このように通常の産業廃棄物よりも厳しい処理基準が設けられており、排出から最終処分まで徹底した管理が義務付けられています。
特別管理一般廃棄物
特別管理一般廃棄物は、あくまで一般廃棄物ですが、このような分類になります。
・PCB使用部品:廃エアコン・廃テレビ・廃電子レンジに含まれるPCBを使用する部品
・廃水銀:水銀使用製品が一般廃棄物となったものから回収した廃水銀
・ばいじん:ごみ処理施設の集じん施設で生じたばいじん
・ばいじん、燃え殻、汚泥:ダイオキシン特措法の特定施設である廃棄物焼却炉から生じたもので、ダイオキシン類を3ng/gを超えて含有するもの
・感染性一般廃棄物:医療機関等から排出される一般廃棄物であって、感染性病原体が含まれ若しくは付着しているおそれのあるもの
このように一般廃棄物の中でも、医療機関の血液付着ガーゼ(感染性)や、家電から出るPCB使用部品などが該当しており、通常の廃棄物より厳格な管理基準(専用容器、収集・運搬の記録など)が義務付けられています。
特別管理産業廃棄物の種類
廃棄物処理法施行令 第2条の4により、産業廃棄物として、主に次のように分類されています。特別管理一般廃棄物との違いは、名前のとおり、産業廃棄物である点です。
特別管理産業廃棄物
- 法律での特別管理産業廃棄物は次のとおりです。
- 性状によるもの
- 引火性廃油(引火点70℃未満)
- 腐食性廃酸(pH2以下)
- 腐食性廃アルカリ(pH12.5以上)
- 感染性産業廃棄物
これらは「危険な性質(性状)」によって特別管理に該当します。
廃棄物の処理及び清掃に関する法律施行令からの引用です。
(特別管理産業廃棄物)
第二条の四 法第二条第五項(ダイオキシン類対策特別措置法第二十四条第二項の規定により読み替えて適用する場合を含む。)の政令で定める産業廃棄物は、次のとおりとする。
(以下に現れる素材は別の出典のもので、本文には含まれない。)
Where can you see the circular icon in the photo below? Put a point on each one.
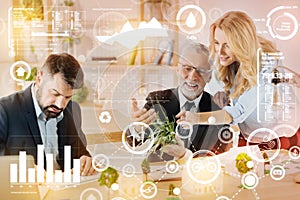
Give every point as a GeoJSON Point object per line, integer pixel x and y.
{"type": "Point", "coordinates": [281, 24]}
{"type": "Point", "coordinates": [91, 193]}
{"type": "Point", "coordinates": [203, 167]}
{"type": "Point", "coordinates": [250, 180]}
{"type": "Point", "coordinates": [148, 190]}
{"type": "Point", "coordinates": [184, 130]}
{"type": "Point", "coordinates": [115, 186]}
{"type": "Point", "coordinates": [193, 17]}
{"type": "Point", "coordinates": [277, 172]}
{"type": "Point", "coordinates": [100, 162]}
{"type": "Point", "coordinates": [138, 138]}
{"type": "Point", "coordinates": [211, 120]}
{"type": "Point", "coordinates": [225, 134]}
{"type": "Point", "coordinates": [128, 170]}
{"type": "Point", "coordinates": [172, 166]}
{"type": "Point", "coordinates": [222, 198]}
{"type": "Point", "coordinates": [22, 70]}
{"type": "Point", "coordinates": [176, 191]}
{"type": "Point", "coordinates": [105, 117]}
{"type": "Point", "coordinates": [250, 164]}
{"type": "Point", "coordinates": [294, 152]}
{"type": "Point", "coordinates": [268, 137]}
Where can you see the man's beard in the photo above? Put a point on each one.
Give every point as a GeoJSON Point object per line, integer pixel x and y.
{"type": "Point", "coordinates": [51, 114]}
{"type": "Point", "coordinates": [48, 114]}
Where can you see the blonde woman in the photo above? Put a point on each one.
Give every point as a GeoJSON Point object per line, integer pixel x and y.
{"type": "Point", "coordinates": [233, 48]}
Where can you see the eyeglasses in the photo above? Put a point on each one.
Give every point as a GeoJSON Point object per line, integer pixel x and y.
{"type": "Point", "coordinates": [189, 68]}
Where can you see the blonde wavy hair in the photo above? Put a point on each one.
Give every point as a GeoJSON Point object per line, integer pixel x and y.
{"type": "Point", "coordinates": [241, 35]}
一 廃油(燃焼しにくいものとして環境省令で定めるものを除く。)
二 廃酸(著しい腐食性を有するものとして環境省令で定める基準に適合するものに限る。)
三 廃アルカリ(著しい腐食性を有するものとして環境省令で定める基準に適合するものに限る。)
四 感染性産業廃棄物(別表第一の四の項の下欄に掲げる廃棄物(法第二条第四項第二号に掲げる廃棄物であるものに限る。)及び別表第二の下欄に掲げる廃棄物(国内において生じたものにあつては、同表の上欄に掲げる施設において生じたものに限る。)をいう。以下同じ。)
特定有害産業廃棄物
特定有害産業廃棄物は特別管理産業廃棄物の下位の分類となります。特定有害産業廃棄物は特別管理産業廃棄物の一部です。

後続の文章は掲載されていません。